La música tiene muchas particularidades. Una de ellas, la de llevarte al pasado. Una canción puede hacerte recordar momentos vividos que bien podríamos haber eliminado -momentáneamente- de nuestras mentes.
De acuerdo con la Real Academia Española, es el arte de combinar los sonidos de la voz humana o de los instrumentos, o de unos y otros a la vez, de suerte que produzcan deleite, conmoviendo la sensibilidad, ya sea alegre, ya tristemente.

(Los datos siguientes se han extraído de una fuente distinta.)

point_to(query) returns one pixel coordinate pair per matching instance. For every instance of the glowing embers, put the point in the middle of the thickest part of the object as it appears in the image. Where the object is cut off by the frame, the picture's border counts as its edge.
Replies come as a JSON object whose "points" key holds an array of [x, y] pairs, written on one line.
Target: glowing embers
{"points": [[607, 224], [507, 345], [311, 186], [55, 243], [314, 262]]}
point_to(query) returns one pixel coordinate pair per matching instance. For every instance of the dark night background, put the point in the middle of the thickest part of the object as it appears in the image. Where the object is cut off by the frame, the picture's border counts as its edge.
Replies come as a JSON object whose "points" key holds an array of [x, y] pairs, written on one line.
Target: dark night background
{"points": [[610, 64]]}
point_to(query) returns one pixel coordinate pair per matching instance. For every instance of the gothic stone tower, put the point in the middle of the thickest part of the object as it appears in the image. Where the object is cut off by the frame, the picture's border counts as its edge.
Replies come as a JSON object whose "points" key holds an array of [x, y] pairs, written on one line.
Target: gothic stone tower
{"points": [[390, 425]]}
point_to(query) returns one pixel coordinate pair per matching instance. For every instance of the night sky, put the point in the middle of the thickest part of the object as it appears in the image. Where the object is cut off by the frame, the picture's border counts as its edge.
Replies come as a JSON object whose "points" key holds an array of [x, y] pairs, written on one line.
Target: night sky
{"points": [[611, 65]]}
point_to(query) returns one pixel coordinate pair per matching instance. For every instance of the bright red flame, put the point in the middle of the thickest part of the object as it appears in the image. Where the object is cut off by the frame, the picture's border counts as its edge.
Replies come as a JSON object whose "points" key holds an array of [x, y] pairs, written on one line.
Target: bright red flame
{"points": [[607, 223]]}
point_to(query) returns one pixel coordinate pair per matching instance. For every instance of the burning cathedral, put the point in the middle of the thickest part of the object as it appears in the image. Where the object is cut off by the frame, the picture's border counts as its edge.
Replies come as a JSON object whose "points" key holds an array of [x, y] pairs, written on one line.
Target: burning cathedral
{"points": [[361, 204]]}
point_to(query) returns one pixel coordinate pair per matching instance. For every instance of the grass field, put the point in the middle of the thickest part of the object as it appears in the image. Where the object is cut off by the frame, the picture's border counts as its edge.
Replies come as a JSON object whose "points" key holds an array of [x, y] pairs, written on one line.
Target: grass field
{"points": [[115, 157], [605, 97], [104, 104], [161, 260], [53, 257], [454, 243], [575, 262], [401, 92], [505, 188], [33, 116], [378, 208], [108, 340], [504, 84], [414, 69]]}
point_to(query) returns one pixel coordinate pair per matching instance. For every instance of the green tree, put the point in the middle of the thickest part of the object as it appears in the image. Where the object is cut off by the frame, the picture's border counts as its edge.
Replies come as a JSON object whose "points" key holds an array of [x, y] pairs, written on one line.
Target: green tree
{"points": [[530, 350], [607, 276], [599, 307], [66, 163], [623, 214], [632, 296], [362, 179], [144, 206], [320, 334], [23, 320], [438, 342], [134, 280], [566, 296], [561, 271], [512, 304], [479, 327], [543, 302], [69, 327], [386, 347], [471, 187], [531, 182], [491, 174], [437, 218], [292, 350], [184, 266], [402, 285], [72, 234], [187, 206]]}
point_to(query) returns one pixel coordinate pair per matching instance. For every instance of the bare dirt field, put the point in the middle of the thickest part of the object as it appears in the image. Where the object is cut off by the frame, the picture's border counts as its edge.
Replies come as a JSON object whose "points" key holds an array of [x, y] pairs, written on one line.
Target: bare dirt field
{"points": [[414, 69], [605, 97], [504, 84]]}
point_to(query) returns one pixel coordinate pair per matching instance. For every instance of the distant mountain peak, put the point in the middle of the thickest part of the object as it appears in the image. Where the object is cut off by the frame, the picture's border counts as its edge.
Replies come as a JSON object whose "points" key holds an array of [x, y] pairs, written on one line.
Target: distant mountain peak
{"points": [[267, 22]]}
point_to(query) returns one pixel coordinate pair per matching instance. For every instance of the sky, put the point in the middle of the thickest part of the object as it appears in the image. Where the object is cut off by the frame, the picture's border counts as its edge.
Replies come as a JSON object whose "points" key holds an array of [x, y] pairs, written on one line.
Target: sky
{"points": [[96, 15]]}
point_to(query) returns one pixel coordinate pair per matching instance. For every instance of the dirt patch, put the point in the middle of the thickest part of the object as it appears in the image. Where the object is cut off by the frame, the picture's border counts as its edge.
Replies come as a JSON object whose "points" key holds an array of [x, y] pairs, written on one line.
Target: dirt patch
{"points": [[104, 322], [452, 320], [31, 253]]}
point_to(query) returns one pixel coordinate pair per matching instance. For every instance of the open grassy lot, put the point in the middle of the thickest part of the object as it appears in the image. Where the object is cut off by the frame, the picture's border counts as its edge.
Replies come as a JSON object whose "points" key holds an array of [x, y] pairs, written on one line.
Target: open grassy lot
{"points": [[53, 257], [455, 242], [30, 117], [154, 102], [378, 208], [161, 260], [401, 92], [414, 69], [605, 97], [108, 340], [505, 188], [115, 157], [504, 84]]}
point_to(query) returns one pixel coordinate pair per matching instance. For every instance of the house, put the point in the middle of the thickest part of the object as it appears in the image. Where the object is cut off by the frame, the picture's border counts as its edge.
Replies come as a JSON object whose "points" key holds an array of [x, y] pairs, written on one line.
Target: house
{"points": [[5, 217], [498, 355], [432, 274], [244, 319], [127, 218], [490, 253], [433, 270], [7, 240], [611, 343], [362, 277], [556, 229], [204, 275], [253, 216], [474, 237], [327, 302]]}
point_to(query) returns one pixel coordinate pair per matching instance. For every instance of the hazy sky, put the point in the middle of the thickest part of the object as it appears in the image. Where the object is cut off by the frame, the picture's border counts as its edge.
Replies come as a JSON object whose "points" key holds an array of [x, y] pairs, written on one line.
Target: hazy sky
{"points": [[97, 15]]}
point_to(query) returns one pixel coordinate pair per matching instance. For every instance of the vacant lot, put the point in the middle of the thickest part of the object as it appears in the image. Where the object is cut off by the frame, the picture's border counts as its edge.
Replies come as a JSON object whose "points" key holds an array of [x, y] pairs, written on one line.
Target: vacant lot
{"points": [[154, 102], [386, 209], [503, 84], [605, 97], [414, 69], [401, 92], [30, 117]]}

Familiares que ya no están con nosotros, viejos amigos, lugares en los que pasamos buenos momentos. La música tiene la magia de revivirlos.
Un Fiat Premio gris del año 93, la carretera y el paisaje campestre a mí alrededor, mis padres –más flacos y con menos canas-, mi hermana –aún niña- y varios cassettes amontonados en la guantera. Todo eso pasa por mi interior cada vez que escucho a Ricardo Montaner. Debo reconocer que en la actualidad me resulta un tanto desagradable. No me cae bien su cara regordeta y “retocada”. Tampoco me simpatizan sus últimos hits. Pero si en alguna radio pasan Déjame llorar me olvido automáticamente de todo eso. Estoy en el pasado, un lindo pasado.
El cassette de Ricardo Montaner -cuya cinta debía ser constantemente “reparada” con la ayuda de una lapicera- me remonta a mi niñez: viajes en familia, horas de carretera y de jugar al “veo, veo”. Mi padre haciendo “bobadas” para divertirnos a mí y a mi hermana; mi madre poniendo orden cuando nos aburríamos y comenzábamos a pelear. Las hermosas casas de Solís, el Nintendo y Mario Bros. Todos parte del ayer. Parte de una época ya lejana, pero a la que me gusta acercarme.